「沼地のある森を抜けて」(梨木香歩)

日本人向け図書室で借出し。


沼地のある森を抜けて

沼地のある森を抜けて


代々伝わってきた「ぬか床」に各々の家族固有の生命が宿っていて、それが毎日掻き回されることで変化を遂げていく…という発想にまず、意表を突かれる。なるほど、そう来たかー。

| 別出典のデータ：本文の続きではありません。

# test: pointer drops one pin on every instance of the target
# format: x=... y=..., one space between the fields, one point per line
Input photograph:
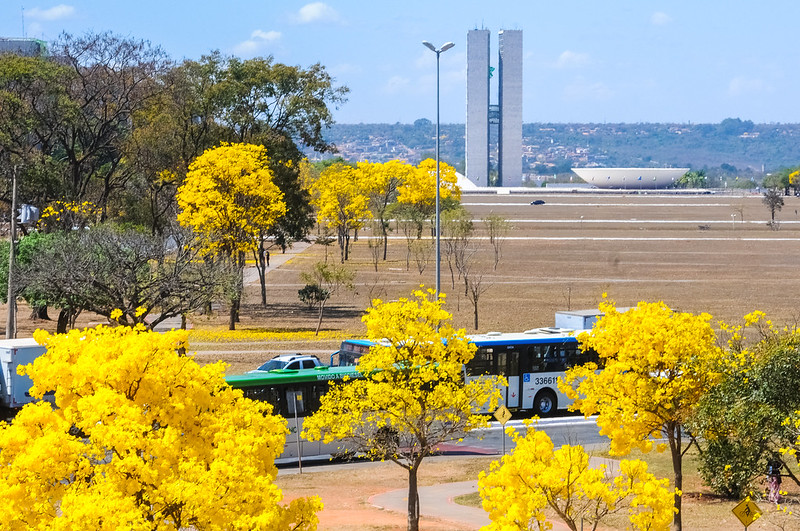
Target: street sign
x=502 y=414
x=747 y=512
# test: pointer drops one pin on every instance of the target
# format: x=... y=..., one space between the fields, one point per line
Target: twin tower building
x=506 y=115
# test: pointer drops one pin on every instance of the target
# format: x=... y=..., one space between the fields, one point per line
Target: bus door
x=508 y=366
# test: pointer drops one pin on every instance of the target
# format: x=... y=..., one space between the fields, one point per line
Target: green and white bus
x=294 y=394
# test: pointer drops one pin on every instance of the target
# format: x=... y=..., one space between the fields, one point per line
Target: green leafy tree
x=341 y=202
x=742 y=420
x=413 y=397
x=693 y=179
x=125 y=275
x=773 y=200
x=498 y=228
x=535 y=476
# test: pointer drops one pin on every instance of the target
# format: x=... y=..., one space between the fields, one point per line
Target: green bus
x=294 y=394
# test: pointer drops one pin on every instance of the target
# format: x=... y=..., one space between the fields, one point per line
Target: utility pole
x=11 y=321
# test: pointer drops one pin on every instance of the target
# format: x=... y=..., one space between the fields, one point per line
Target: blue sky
x=585 y=61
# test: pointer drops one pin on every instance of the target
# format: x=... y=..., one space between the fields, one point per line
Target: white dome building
x=631 y=178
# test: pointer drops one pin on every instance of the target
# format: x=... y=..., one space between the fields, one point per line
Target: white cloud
x=315 y=12
x=257 y=42
x=570 y=59
x=660 y=18
x=266 y=35
x=54 y=13
x=397 y=84
x=582 y=90
x=741 y=86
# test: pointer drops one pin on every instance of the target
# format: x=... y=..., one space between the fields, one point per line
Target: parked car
x=290 y=362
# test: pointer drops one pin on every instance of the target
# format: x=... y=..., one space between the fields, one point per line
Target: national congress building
x=506 y=115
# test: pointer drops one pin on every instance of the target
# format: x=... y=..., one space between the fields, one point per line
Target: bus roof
x=317 y=374
x=535 y=335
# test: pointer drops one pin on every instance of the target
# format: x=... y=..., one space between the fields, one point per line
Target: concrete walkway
x=437 y=501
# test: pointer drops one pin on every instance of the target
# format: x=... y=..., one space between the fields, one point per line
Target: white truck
x=13 y=387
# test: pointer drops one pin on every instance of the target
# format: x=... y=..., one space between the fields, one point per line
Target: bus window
x=554 y=358
x=482 y=363
x=507 y=363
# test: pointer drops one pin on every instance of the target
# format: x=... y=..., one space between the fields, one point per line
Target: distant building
x=507 y=114
x=631 y=178
x=509 y=142
x=26 y=47
x=477 y=129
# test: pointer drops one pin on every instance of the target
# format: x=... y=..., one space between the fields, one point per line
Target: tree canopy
x=149 y=436
x=412 y=397
x=657 y=364
x=535 y=476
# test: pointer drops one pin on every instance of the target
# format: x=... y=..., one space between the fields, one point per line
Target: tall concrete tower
x=477 y=130
x=509 y=145
x=507 y=115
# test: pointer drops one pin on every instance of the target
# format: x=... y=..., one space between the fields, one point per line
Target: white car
x=290 y=362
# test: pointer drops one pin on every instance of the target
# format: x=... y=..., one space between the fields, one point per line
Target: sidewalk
x=437 y=501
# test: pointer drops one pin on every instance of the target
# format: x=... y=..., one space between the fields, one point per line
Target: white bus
x=531 y=361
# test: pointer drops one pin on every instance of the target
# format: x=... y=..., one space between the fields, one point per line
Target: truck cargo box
x=13 y=387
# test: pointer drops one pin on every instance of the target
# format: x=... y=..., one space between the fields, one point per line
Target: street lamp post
x=446 y=46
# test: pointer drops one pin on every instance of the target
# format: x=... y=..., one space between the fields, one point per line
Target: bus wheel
x=545 y=403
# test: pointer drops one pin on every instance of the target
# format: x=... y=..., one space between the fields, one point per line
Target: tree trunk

事態が進む中で幾度も問い直される「有性」と「無性」、「分裂」と「結合」、「個体」と「全体」の意味。もちろん答は簡単には見つからないが、フェミニズムの狭い枠を飛び越えた視点が印象に残る。
男性原理から「降り」たくて、でも別に女性になりたいわけではないと「無性」的な生き方を心掛け、人間より菌類の方に遥かに共感を覚えている「風野さん」の造型が見事だったので、中盤の寓話(というのか)とか要らないから、もっと風野さんと主人公の関係の変化を主軸に展開して欲しかったなあ。


最後の方は「利己的遺伝子」みたいな話になったのが個人的にはちょっと興ざめ。日記や文書の出し方ももう一工夫すれば…とも思ったが、取り上げられているテーマは大変面白かった。決して満足はしていないけれど、いろんな人の感想を聞いてみたい、と思わせる作品。